If the expertise to solve your challenges exists within the company, then you are facing a “technical problem.” To solve technical problems, executives need to tell people where the organization is headed, define roles and responsibilities, set standards for success, ensure recognition for individual and collective effort, and create environments where people feel connected to the overall company direction. It’s a matter of focusing existing skills, competencies, and organizational models.
When the organizational expertise is not sufficient to address your challenges, you are facing an “adaptive challenge.” For example, a company that has had great success producing a software product faces an adaptive challenge when it must shift to selling software as a service. Moving to a subscription-based business model requires allocating resources differently, and changing the interaction among development, sales and marketing.
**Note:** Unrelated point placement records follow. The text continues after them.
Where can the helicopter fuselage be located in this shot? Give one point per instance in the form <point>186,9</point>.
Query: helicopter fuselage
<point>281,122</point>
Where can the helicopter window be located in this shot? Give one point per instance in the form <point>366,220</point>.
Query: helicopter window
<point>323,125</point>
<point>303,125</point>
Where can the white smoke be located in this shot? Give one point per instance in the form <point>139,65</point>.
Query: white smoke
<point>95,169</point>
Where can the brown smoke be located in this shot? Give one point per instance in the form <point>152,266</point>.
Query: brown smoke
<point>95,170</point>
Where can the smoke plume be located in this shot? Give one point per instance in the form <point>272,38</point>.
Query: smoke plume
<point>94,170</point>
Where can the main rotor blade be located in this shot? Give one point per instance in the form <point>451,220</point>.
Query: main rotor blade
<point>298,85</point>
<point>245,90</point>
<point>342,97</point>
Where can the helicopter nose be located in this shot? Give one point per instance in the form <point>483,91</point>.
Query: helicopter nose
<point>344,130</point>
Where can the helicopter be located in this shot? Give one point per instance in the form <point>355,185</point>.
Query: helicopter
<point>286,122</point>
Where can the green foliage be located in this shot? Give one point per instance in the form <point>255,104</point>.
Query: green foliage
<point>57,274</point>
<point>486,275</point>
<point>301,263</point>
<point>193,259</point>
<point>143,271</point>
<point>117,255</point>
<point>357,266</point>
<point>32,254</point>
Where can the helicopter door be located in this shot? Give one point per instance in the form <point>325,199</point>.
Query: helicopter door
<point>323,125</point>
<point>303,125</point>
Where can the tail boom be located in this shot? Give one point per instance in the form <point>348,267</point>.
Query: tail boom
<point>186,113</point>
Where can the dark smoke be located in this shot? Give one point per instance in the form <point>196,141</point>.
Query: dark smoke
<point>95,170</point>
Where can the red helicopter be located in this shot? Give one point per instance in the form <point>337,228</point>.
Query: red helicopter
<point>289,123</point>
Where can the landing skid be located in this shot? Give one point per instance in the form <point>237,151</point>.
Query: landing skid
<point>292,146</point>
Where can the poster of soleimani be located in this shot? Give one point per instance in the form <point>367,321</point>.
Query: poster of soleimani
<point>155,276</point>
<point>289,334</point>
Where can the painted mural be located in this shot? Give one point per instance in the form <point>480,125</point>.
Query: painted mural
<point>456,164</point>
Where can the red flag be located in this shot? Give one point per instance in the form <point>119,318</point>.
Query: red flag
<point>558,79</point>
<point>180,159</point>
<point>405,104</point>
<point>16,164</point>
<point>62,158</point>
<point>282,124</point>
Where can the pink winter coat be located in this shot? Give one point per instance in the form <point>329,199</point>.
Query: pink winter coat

Tackling adaptive challenges is daunting. Rather than relying on problem solving by people in senior authority positions, solutions to adaptive challenges are developed by key stakeholders across multiple organizations, and require experimentation. New business models, interoperability and increasingly complex technology all place new demands to get work done. The appropriate leadership behavior, which can be exercised by anyone in the organization, involves finding ways to break through the status quo that are built on the success patterns of the past and become rooted in the organization’s culture, preventing progress in the new context.
With adaptive challenges, just asking for collaboration will not be enough to force systemic trade-offs. The key is to mobilize people and influence them to face facts they don’t want to face. You are challenging values, beliefs and behaviors that were essential to past success but must be discarded in order to move forward.
Because adaptive challenges involve core values, conflict is inevitable. Orchestrating conflict is a key leadership skill when tackling adaptive challenges: instead of repressing or resolving conflicts, adaptive leadership involves surfacing and managing conflicts. People must feel free to ask even the most difficult and sensitive questions without fear of repercussion. It requires courage to face reality, see the value conflicts, identify gaps in competency, and connect to future.
You are influencing the organization to face its shortfalls, change, and seize opportunity. Yet this hard work is worth doing because well-orchestrated conflict can be an engine of breakthrough creativity.